Besides the deal with China Exim Bank, Bohlund said negotiations with CDB and ICBC were at an advanced stage.

A debt restructuring deal from China, Angola’s largest lender, was reportedly a precondition of IMF approval for any further funds for the country – an approach the institution has used before, when it suspended the release of money to Congo-Brazzaville until it had restructured its loans with Beijing. Zambia has been in the same situation.

On July 30, the IMF board put its meeting for a third review of Angola’s progress under the Extended Fund Facility on hold, preferring to wait until Luanda had secured a debt restructure with China. Concerns had been raised that IMF money would be used to repay Chinese lenders.

On August 31, members of the Paris Club, made up of the major creditor nations, approved debt relief to Angola, allowing it to defer US$310 million in debt-service payments due from May 1 to December 31, 2020.

Debt-laden Angola gets relief from creditor nations of the Paris Club

The debt restructuring negotiations with China have mostly remained secretive. Bradley Parks, executive director of AidData, a research lab at the College of William and Mary in Virginia, said China’s state-owned banks preferred to negotiate debt rescheduling agreements discreetly and bilaterally.

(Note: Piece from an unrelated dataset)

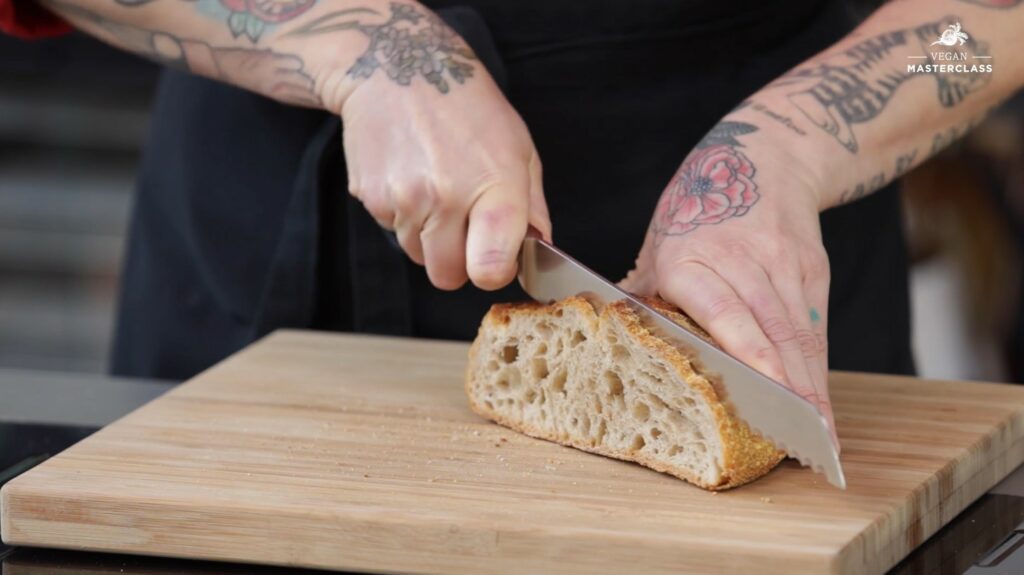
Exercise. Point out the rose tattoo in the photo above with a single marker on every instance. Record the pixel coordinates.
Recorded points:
(715, 183)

He said China was reluctant to publicly disclose the terms of its debt rescheduling deals because it was concerned that doing so could set off a wave of new rescheduling requests from other borrowers.

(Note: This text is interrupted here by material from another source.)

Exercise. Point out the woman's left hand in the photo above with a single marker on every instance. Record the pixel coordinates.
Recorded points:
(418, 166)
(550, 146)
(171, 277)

As an example, Parks outlined a recent case in which a group of IMF officials had a meeting in Beijing with China Exim Bank to discuss a potential debt rescheduling deal with an African borrower.

According to Parks, China Exim Bank told the IMF that one of its biggest concerns was the borrower’s obligations to private oil traders. Unless these companies were willing to also reschedule their loans to the borrower, an easing of repayment terms by the bank would simply see the oil traders repaid first, he said.